I have recently discovered Trafodion which looks like a much more complete relational database, but at the expense of no longer being just a HBase client.
It's certainly possible to use Postgres productively without ever doing anything advanced.
My use case can pretty well be summed up as "things an ORM can do for you out of the box." As a developer living in the shallow end of the RDBMS pool, switching a hobby project over is a matter of hours. If your usage is similar, learning it well enough to get by could just be a matter of:
For longtime MySQL users (like myself, ahem), I've found the biggest initial hurdle to be the different syntax the stock MySQL and Postgres clients use. When dropping into a Postgres environment I have to constantly look up what the Postgres commands are to do simple stuff like list all tables or describe a table's structure. It's not that the Postgres commands are particularly abstruse or anything, just that they're non-obvious if you're unfortunate enough to have spent 99% of your life marinating in MySQL.
Postgres is often closer to the SQL standard. For example escaping column names is specified by SQL-99 with double-quotes (") whereas MySQL by default refuses this and requires backticks (`, same as Oracle).
Compared to MySQL, the presence of schemas is a big win for me (same as 'user' in Oracle). Also, I can't move away from Postgres because it's the only DBMS which supports transactional DDL, which the ability to roll back an "add column" as part of a transaction.
Parent seems to be discussing the cli toolset, where many commands are composed of a backslash and one or two letters, whereas the mysql cli expects verbose commands, like SHOW TABLES and DESCRIBE tablename.
I don't think people have a concern that Postgres is the one with the wacky syntax.

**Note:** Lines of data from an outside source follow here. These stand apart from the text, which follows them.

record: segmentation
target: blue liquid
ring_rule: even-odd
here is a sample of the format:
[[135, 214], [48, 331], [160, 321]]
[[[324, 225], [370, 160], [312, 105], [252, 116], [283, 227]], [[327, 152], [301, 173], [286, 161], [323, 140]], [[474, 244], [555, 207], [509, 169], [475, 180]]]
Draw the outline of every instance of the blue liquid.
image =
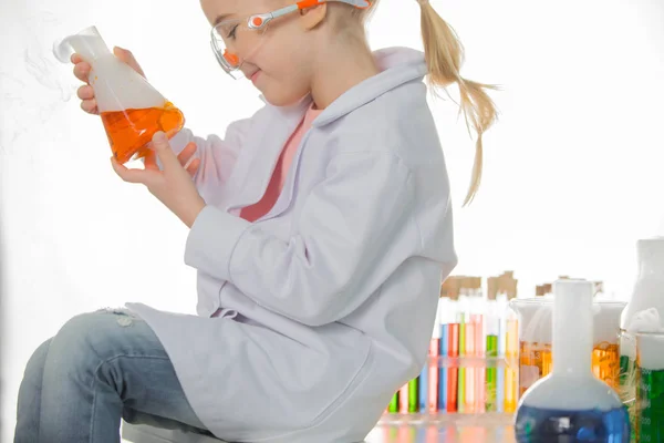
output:
[[559, 411], [521, 405], [515, 433], [519, 443], [630, 443], [630, 418], [624, 408]]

And it's been my experience that unless the team is very disciplined, if a language offers a thing, you'll find it in the codebase. Thus, ripping out all the backticks where you've used "select" or "from" as a column name isn't a postgres problem.
To really go out on a limb, I would posit that MySQL's view on RDBMS functionality influences its use, which I bet does not square with more traditional systems. Anytime one finds a shift in world view, the code becomes hard to rewrite and still behave the same way.
It's nice to PostgreSQL adding all of these analytics and business intelligence features. BI platforms have had these sorts of features for a least a decade.
These aren't "big data" features but rather EDW/BI features.
If PostgreSQL can't trivially scale horizontally like Cassandra or Riak or integrate nicely with Spark/Hadoop like MongoDB then it isn't particularly useful in typical big data roles.
Well something not mentioned in this article is the that 9.5 should also introduce inheritance from/to Foreign Tables which is one step closer to nice and easy horizontal scaling.
Maybe thats not a No-SQL trendy way of doing things, but for I am more used to PostgreSQL this look pretty neat. I think as the old and reliable project it is it will come to BigData at its own pace and quietly... but its already moving toward this and FDW was the first step.
But I'm starting to wish they had in-place upgrades. Application I develop is getting to the point of "too large to make a copy of the whole db whenever I want to upgrade Postgres".
I can postpone things for a little while by replacing all our large objects with a external file storage -- but the tables themselves are growing quickly.
That'd be my favorite "big data" feature.